Data analysis is the process of mining raw data for insights. These insights will be relevant to your organization’s key goals.
For example, your company might decide to run customer data analysis to:
- Understand customer demand
- Formulate metric scores
- Run root cause analysis
- Discover how people judge your customer experience
- Assess areas of high customer effort
These are just some of the reasons why a business may want to run data analysis of either quantitative or qualitative data – or perhaps even both.
What’s the difference between quantitative or qualitative data, you ask? Well:
Quantitative Data
This data is expressed through numbers that can be counted and measured. It is often presented visually in tables and graphs. It can therefore be useful to analyse this data to inform your decision-making, but it will not usually enlighten you as to how you can solve a problem.
Qualitative Data
This data is illustrative and can be categorized in order to define a problem. It is also often used to add context to quantitative findings, as qualitative data is non-numeric. A customer’s personal information (gender, address, etc.) is an example of qualitative data.
The data sets, be they quantitative or qualitative, that you mine will depend very much on what business insights you are looking to obtain.
What Types of Customer Data Analysis Are There?
There is no greater source of data and insight within an organization than the contact centre.
With this in mind, Jonathan Wax of NICE Nexidia introduces us to six great ways to analyse contact centre data, in order to provide value to the entire business.
Interaction Analytics
By analysing customer interactions, you can uncover context, sentiment and behaviour, as well as intent.
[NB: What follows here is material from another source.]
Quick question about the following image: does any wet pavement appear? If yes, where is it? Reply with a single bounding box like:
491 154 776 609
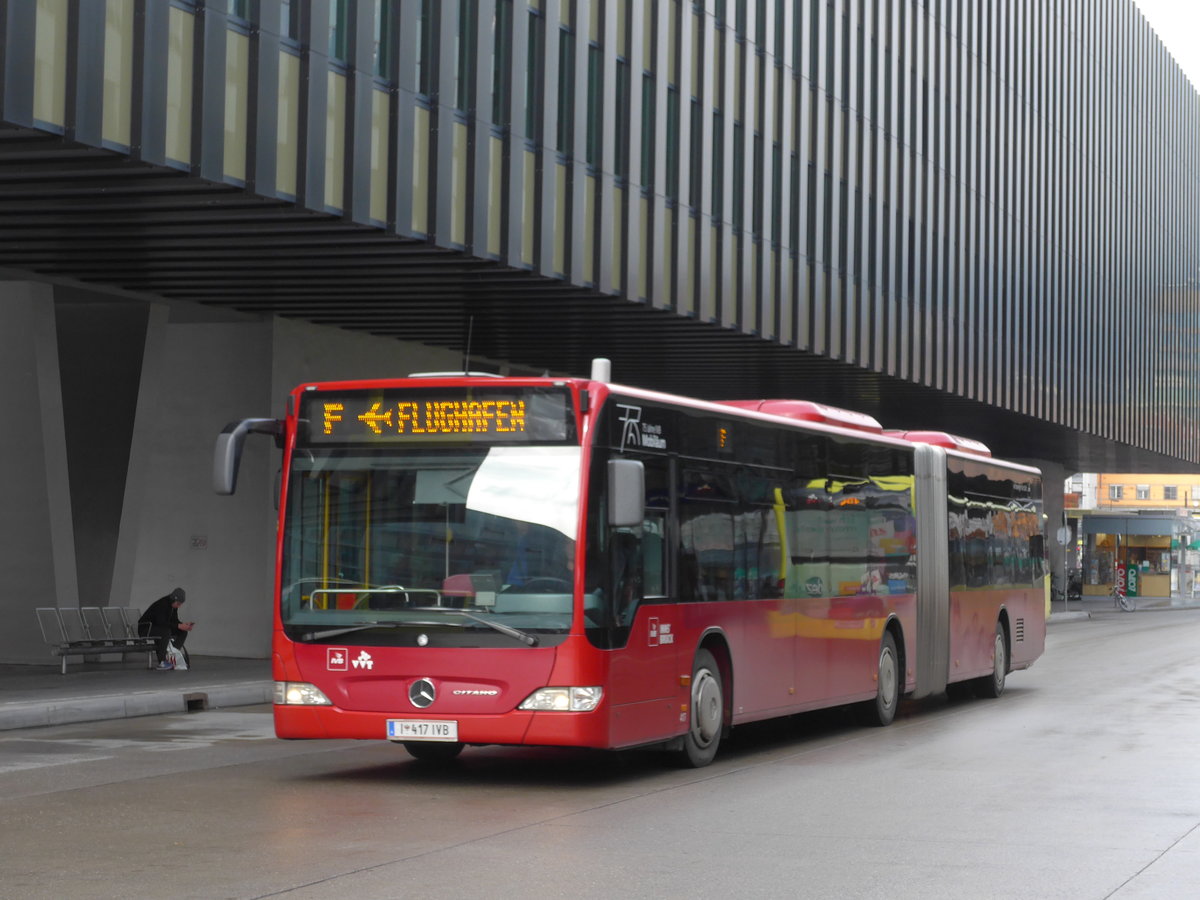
0 654 272 731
This enables you to run root cause analysis and predictive modelling, find event triggers and report on key metrics.
Desktop Analytics
By using desktop analytics, you can map and monitor service processes. This enables you to measure skill vs. will, find the true process cycle time and calculate “first touch resolution”.
Journey Analytics
Journey analytics provides you with a multichannel picture of your individual and overall customer journeys, helping you to understand why customers switch between certain channels and behave how they do.
IVR Optimization
Data that is stored within your IVR can be used to identify “choke points” or bottlenecks to increase overall containment.
Voice of the Customer (VoC) Analytics
VoC analytics includes the analysis of both direct and indirect feedback. A specialist VoC tool can provide teams with role-specific charts, reports and alerts, helping to deliver business-critical insights.
Predictive Behavioural Analytics
Using call routing software, you can match customers with agents by pairing them up based on their personality style and other information – e.g. age, address and interaction history – in order to improve rapport building.